Natural remedies for ear infections? Ask a Vet!


Q&AFinal

Animal Wellness Magazine hosts a live Q&A twice a month on Facebook with holistic veterinarian, Dr. Christina Chambreau. She has a lot of great resources on holistic health on her website and you can also check her out on Facebook.

Q. Natural remedies for ear infections?

To soothe the ears, try one after the other of the following: a garlic/mullein ear rinse from a health food store; straight herbal mullein in a rinse or salve; 50/50 apple cider vinegar and water (less concentrated if this seems to make the ear red); Calendula lotion or gel. You can also add 2 drops of rescue remedy to any of the above. There are even more treatments available. Most importantly, focus on building health for the whole animal rather than just stopping the ear infection. Healthy dogs and cats do not get ear infections. Following the 7 keys to health will make a huge difference.

Q. What is the normal wright for a 13 week old GSD?

16-20 lbs. But since there is so much variation in puppies, the shape of the dog is a better indicator. Can you feel the ribs? Is there a “waist”? Are the ribs sticking out? The only thing I would worry about at that age is being too skinny.

Q. I have been giving my ten year old retriever a paste of turmeric, ginger, honey and coconut oil for arthritis. He also seems depressed. Any ideas?

The holistic approach treats the whole animal, so you are right on track to be looking at emotions along with physical symptoms. It is actually more indicative of finding the right treatment to have them feeling good emotionally rather than physically. If the depression began after the paste, then stop the paste (I cannot imagine it causing depression, but it is possible) for a few days. Only use it if the hips are not good. If he is still depressed off the paste, you can re-start the paste and begin to explore all the other options for emotional health, or begin to consult with an integrative veterinarian who can help resolve the arthritis so you no longer have to continue with the paste or other treatments and he will be happy, too.

I strongly recommend finding an integrative veterinarian with whom to work. This is a person trained in many different approaches, including using conventional drugs only when absolutely needed. Working with one can increase the chance that your cherished companion can live a long and healthy life without depression and without any hip problems. There are good ones and great ones, and a few homeopathic veterinarians will consult by phone or email. You can go to the web sites for each type of holistic practice and use their referral list to find one near to you:

1. Wide range of other treatments: www.AHVMA.org, American Holistic Veterinary Medical Association and www.civtedu.org.

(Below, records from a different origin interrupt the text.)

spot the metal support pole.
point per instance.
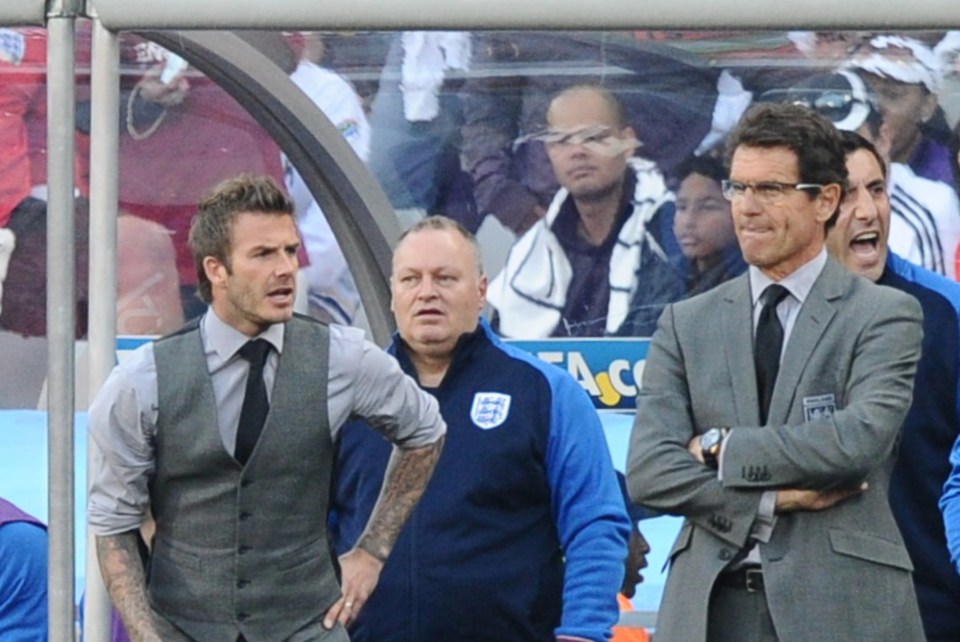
(61, 321)
(104, 146)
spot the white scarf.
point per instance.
(530, 293)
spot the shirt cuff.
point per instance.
(762, 529)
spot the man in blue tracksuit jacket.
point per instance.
(521, 534)
(859, 242)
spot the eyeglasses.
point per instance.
(765, 191)
(596, 136)
(833, 105)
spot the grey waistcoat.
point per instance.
(242, 549)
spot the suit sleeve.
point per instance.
(950, 506)
(661, 472)
(589, 513)
(844, 449)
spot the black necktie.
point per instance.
(255, 405)
(768, 346)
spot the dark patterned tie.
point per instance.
(768, 346)
(253, 413)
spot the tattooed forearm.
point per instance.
(408, 472)
(122, 572)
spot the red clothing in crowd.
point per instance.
(23, 54)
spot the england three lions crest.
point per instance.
(490, 409)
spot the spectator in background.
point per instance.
(669, 105)
(703, 226)
(23, 576)
(906, 77)
(859, 242)
(637, 549)
(331, 291)
(183, 133)
(925, 221)
(597, 263)
(521, 534)
(23, 218)
(416, 117)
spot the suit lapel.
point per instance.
(737, 339)
(812, 321)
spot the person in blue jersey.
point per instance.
(859, 242)
(23, 576)
(522, 534)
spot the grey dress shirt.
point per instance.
(363, 382)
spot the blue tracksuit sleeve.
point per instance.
(950, 505)
(589, 513)
(23, 583)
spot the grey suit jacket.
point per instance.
(844, 387)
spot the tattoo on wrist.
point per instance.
(407, 475)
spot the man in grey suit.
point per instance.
(778, 453)
(224, 430)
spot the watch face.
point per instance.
(710, 440)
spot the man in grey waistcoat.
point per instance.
(224, 431)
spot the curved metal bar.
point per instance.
(358, 211)
(22, 13)
(532, 14)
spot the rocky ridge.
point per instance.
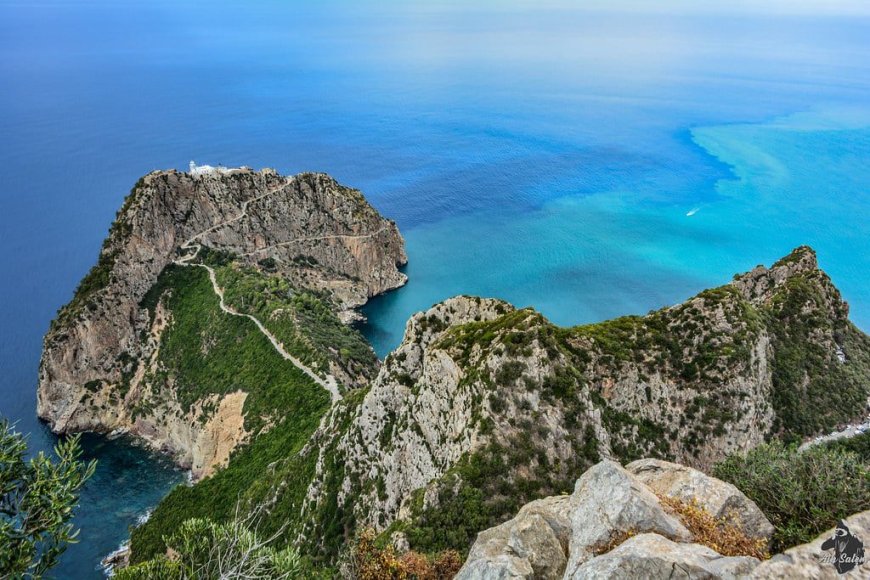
(484, 407)
(102, 353)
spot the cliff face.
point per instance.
(319, 248)
(484, 407)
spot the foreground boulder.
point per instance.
(653, 556)
(608, 502)
(612, 526)
(719, 498)
(534, 544)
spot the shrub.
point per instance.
(368, 562)
(37, 499)
(202, 549)
(802, 493)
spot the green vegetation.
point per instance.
(303, 321)
(801, 493)
(859, 445)
(37, 499)
(205, 550)
(813, 391)
(203, 352)
(487, 487)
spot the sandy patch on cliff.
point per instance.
(222, 433)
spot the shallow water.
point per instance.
(546, 153)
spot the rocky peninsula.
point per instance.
(215, 326)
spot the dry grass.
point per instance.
(373, 563)
(721, 534)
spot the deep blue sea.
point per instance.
(590, 159)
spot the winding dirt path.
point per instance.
(316, 238)
(192, 248)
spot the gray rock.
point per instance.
(609, 501)
(719, 498)
(805, 561)
(526, 545)
(501, 567)
(556, 510)
(653, 556)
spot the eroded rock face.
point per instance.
(719, 498)
(314, 232)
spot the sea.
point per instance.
(588, 159)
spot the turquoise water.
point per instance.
(544, 152)
(799, 179)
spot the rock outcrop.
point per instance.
(102, 353)
(717, 497)
(484, 407)
(612, 526)
(813, 561)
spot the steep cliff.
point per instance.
(214, 293)
(484, 407)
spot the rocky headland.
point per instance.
(215, 326)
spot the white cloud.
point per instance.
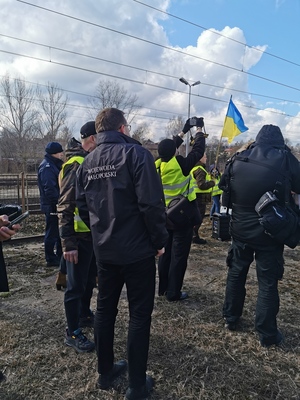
(217, 61)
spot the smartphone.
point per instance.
(18, 219)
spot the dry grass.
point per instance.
(191, 355)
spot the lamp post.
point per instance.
(183, 80)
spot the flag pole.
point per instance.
(220, 141)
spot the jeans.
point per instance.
(269, 269)
(173, 263)
(139, 278)
(52, 239)
(80, 284)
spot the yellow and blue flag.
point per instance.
(234, 123)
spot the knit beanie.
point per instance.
(166, 148)
(54, 148)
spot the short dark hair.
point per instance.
(109, 119)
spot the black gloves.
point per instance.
(9, 209)
(187, 126)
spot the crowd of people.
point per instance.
(105, 212)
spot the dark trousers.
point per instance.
(269, 269)
(139, 279)
(173, 263)
(80, 284)
(202, 210)
(216, 205)
(52, 239)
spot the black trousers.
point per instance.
(269, 269)
(139, 279)
(173, 263)
(53, 250)
(80, 284)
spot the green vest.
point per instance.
(194, 182)
(79, 225)
(173, 180)
(216, 190)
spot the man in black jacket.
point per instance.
(119, 187)
(247, 177)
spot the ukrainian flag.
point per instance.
(234, 123)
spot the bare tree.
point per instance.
(18, 120)
(141, 133)
(111, 94)
(53, 118)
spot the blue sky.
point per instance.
(159, 50)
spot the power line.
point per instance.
(138, 68)
(159, 45)
(217, 33)
(138, 82)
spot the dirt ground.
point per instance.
(191, 355)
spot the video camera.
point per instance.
(198, 122)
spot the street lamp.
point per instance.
(183, 80)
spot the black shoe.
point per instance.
(105, 381)
(79, 342)
(198, 240)
(231, 326)
(140, 393)
(87, 322)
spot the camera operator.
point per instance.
(175, 175)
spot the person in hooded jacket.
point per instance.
(174, 171)
(48, 172)
(248, 175)
(77, 247)
(119, 195)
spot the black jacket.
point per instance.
(119, 186)
(252, 172)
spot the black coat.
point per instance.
(252, 172)
(119, 186)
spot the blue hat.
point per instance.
(88, 129)
(54, 148)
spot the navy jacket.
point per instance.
(48, 183)
(119, 186)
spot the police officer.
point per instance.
(48, 172)
(203, 188)
(248, 175)
(77, 247)
(175, 175)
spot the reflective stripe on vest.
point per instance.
(79, 225)
(216, 190)
(194, 182)
(173, 180)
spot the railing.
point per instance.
(21, 189)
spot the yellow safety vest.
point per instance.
(173, 180)
(79, 225)
(216, 190)
(194, 182)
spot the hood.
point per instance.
(74, 148)
(270, 135)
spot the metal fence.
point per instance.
(21, 189)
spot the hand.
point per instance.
(160, 252)
(187, 126)
(71, 256)
(6, 233)
(200, 122)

2. Homeopathic veterinarians (these can often help you by phone if no other holistic practitioners are nearby that you like): www.theAVH.org and www.DrPitcairn.com.

3. Chiropractor – www.animalchiropractic.org

4. Acupuncture and Chinese medicine: www.IVAS.org, www.avaa.org & www.TCVM.com

There is a lot you can do for the depression: You can learn Reiki, massage, HTA, TTouch, acupressure, flower essence therapy, & aromatherapy, all of which are 100% safe to use for any problems. I also strongly recommend getting some training in understanding the wide range of approaches to health so you can be in charge of what you choose for treatments for your animals. There are many more approaches you can do to help heal your animals with some training since they need to be used more carefully – homeopathy, herbal medicine, Chinese herbs. In addition to classes, there are many very good list serves filled with people experienced with not vaccinating and feeding raw meat diets. Go to yahoogroups.com and look for “Novaxk9s” and “Raw Paws”. As with human health approaches, there are many different opinions, so you need to experiment and see what makes your animals more or less healthy.